I’ve been in IT for sometime, in fact I’ve worked with people younger than I’ve been in IT. I remember the dawn on the Personal Computer when a PC didn’t just mean an IBM clone or it’s later siblings, but a PC could mean one of dozens of different and totally incompatible computers.
Somewhere back then people started working on the idea of actually talking to a computer and it doing what you asked. Early systems of speech-recognition meant hours of training both user and computer software how to ‘converse’ with one another. Speech synthesis for the computer to ‘talk’ back was even further down the line.
Trouble is us humans are still way better at communication and understanding dialects and accents. For the last few years I’ve been an Android phone user, and currently use a Sony phone. I also own and use an iPad and a PC – so I actually can use, talk and shout in frustration at the three main culprits.
Lets start by saying that I’ve not done ANY pre-training of the systems to recognize my voice. A simple “Text Nesta” command was use to hopefully send a text to a Welsh friend in all of the above cases, followed if it gets that far by dictation of the actual text.
Google Voice is built into Android and works by sending your speech to a bunch of servers in the cloud which then analyses and translates it. Partly using linguistic rules but mostly by engineering and computational analysis against by analyzing impossibly huge stashes of information or previously gained voice snippets from other users and recordings.
The result is quite good. It will happily send a text for me to the right person.
Siri on the other hand doesn’t like me…. I’ve spent ages trying to get it to do the odd command, and after the last IOS update when I had the chance I disabled Siri.
Cortana on my PC was even more frustrating, now given that my PC is a Workstation with twin hex core processors, 48Gb of RAM and 100mb plus connection to the web I was expecting it to at least equal Google’s system.
Now, on the other hand I’ve seen people have different results with Cortana on their phones so it could be down to an issue with the Windows 10 implementation or the HP hardware I’m using or the Logitech desktop mike…

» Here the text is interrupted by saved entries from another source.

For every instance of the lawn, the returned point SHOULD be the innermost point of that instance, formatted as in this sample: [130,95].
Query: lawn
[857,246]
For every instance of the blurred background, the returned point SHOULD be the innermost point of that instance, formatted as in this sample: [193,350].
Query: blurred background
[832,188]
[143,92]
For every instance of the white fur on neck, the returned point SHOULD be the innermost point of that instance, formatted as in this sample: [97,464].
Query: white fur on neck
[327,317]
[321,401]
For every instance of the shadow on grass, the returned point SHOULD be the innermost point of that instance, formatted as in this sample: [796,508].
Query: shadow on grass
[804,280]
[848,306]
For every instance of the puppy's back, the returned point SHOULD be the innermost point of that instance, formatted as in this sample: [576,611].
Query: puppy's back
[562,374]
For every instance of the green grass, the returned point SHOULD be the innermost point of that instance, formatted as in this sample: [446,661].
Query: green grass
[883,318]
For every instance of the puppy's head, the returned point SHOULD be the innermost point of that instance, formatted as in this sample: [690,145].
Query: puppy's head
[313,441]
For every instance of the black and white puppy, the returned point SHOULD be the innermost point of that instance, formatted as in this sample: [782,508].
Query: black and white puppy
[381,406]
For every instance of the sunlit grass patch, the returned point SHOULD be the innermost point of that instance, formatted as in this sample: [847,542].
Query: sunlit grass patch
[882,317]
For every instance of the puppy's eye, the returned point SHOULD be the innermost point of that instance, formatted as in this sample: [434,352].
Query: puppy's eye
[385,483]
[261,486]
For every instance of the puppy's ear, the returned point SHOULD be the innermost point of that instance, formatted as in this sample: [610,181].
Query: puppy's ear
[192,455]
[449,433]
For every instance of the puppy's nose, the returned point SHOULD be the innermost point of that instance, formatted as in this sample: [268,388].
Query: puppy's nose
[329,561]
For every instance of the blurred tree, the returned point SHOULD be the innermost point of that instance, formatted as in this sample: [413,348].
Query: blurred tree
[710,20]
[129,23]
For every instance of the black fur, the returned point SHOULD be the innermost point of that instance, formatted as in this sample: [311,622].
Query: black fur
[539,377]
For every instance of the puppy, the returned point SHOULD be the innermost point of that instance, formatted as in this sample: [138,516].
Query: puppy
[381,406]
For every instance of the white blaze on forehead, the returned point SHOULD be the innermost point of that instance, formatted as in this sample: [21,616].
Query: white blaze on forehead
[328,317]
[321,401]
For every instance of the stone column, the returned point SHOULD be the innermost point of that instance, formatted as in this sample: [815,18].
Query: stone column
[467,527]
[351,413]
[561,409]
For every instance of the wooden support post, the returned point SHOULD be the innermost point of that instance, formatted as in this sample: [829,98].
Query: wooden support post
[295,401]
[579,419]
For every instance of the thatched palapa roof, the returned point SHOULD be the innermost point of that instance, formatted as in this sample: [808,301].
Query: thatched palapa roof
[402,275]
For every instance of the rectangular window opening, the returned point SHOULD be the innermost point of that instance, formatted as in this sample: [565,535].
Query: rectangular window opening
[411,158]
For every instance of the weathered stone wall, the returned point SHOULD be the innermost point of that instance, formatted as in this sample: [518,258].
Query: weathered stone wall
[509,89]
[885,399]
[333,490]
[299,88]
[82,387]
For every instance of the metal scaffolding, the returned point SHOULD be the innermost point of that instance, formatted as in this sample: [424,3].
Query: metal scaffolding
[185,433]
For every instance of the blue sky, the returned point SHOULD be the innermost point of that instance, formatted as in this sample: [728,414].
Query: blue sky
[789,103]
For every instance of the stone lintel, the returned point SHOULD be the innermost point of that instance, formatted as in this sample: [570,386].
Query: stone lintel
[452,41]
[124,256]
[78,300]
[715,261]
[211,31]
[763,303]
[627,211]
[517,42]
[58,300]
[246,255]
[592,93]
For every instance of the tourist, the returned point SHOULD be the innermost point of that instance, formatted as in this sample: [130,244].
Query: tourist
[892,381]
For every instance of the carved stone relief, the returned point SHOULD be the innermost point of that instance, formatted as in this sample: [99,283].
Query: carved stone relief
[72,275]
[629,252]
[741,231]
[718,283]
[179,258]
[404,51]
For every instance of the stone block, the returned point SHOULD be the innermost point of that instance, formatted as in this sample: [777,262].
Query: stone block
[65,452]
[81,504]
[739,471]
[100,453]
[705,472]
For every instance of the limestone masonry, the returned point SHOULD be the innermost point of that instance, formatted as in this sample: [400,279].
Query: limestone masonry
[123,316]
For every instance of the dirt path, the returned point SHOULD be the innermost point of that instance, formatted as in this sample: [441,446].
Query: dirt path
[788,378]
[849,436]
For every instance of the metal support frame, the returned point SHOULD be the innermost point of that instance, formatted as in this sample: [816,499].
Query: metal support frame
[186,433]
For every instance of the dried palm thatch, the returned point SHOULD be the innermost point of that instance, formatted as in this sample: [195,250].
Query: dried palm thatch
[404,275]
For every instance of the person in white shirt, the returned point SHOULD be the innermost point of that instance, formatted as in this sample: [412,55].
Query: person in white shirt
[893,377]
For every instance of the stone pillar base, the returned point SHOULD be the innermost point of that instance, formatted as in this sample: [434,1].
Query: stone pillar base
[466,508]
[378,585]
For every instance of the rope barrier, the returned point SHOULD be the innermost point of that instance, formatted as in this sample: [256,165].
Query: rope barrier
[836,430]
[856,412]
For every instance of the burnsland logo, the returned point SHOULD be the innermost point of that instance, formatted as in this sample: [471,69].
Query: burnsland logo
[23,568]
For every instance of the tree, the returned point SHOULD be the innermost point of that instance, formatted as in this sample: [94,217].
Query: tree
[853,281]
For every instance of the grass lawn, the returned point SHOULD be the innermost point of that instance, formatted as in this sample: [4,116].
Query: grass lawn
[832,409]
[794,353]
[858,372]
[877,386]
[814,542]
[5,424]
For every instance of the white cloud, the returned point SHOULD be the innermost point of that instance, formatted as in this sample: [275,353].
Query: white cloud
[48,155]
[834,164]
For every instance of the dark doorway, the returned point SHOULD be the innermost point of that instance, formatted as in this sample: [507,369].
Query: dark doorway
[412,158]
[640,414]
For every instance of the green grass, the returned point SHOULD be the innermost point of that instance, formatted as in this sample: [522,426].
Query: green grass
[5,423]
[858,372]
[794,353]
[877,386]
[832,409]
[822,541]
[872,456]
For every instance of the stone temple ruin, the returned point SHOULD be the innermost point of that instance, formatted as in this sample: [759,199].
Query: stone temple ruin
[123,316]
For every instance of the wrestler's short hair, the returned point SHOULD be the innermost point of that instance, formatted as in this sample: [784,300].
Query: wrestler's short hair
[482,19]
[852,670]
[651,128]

You might think that it’s unfair to compare a simple command to send a SMS to the right person and leave it at that. After all my phone had all my contacts in it, but if I typed the command into Cortana’s command line it worked, with my phone sending the text (my phone was paired with my PC on Bluetooth). Both Siri and Cortana fared better with a different contact name, but for the time being only my phone could also manage to set a timer, book an appointment, give me weather, or route me home. It was after all hardly a scientific test. But, in this case that’s the point, speech-recognition is meant to be just that, and not hours of training and carefully phrased words to get it to work.

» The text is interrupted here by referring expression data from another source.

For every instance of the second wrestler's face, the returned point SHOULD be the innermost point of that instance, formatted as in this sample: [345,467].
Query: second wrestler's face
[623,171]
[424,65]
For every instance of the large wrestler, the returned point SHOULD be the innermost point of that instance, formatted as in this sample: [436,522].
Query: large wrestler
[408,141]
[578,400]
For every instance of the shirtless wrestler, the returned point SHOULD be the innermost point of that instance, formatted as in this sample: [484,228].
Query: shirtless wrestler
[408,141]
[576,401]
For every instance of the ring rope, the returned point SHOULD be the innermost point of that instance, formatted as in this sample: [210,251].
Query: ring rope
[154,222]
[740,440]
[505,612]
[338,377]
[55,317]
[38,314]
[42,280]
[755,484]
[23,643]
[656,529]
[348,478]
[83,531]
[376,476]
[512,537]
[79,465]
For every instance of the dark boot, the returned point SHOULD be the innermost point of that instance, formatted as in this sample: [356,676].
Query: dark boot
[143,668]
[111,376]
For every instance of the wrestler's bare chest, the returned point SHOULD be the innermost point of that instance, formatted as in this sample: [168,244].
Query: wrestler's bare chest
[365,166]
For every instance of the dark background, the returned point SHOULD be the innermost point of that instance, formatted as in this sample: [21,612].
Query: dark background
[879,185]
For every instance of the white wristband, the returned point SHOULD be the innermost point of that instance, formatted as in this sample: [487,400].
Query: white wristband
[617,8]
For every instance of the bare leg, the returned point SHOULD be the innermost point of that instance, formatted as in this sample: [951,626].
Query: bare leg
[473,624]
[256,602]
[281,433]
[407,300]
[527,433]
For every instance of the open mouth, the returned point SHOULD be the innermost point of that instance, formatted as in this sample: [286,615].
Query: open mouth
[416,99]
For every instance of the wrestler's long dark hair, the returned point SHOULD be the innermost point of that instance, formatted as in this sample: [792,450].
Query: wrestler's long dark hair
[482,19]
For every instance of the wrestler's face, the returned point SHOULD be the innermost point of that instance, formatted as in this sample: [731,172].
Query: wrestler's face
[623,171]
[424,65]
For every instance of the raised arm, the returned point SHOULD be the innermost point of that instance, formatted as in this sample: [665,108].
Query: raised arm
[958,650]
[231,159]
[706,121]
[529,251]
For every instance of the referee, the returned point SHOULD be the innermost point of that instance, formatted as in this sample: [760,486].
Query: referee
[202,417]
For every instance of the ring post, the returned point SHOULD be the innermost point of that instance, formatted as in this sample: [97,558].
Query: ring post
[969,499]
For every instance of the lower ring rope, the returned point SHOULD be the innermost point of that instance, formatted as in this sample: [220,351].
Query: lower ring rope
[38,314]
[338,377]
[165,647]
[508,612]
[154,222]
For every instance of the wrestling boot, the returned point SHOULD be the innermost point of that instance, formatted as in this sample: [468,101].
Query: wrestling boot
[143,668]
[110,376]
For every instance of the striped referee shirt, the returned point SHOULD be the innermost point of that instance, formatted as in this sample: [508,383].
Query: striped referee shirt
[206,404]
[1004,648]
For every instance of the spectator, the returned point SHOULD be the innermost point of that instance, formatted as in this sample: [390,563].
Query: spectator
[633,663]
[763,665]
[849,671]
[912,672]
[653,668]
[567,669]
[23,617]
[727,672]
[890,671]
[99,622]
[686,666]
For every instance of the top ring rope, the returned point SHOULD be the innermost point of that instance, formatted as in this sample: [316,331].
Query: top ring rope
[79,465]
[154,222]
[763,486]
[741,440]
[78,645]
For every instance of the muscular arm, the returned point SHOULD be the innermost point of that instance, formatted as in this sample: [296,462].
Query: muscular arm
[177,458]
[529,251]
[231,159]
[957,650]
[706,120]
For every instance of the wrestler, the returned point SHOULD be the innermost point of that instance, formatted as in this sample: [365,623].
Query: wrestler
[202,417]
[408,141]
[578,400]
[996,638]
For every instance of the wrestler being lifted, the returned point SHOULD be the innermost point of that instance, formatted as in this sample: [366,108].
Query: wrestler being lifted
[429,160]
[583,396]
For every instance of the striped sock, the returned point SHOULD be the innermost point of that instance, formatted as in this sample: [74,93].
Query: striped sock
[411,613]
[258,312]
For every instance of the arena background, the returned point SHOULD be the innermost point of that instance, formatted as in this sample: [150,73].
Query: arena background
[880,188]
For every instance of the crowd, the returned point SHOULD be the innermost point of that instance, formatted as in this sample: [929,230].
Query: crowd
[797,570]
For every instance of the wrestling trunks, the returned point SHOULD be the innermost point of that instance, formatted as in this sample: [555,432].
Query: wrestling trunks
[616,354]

It’s not all sunshine on the Android phone however. Asking it to “Play something by the Rolling Stones”, ended up with it playing “Like a Rolling Stone” by Bob Dylan…. Oh well!
It would seem the idea of Artificial Intelligence and HAL, are still some way off, but if my name was Dave, I’m quite sure at the moment the “I’m sorry Dave, I can’t do that” should be in the responses as a default reply a lot of the time.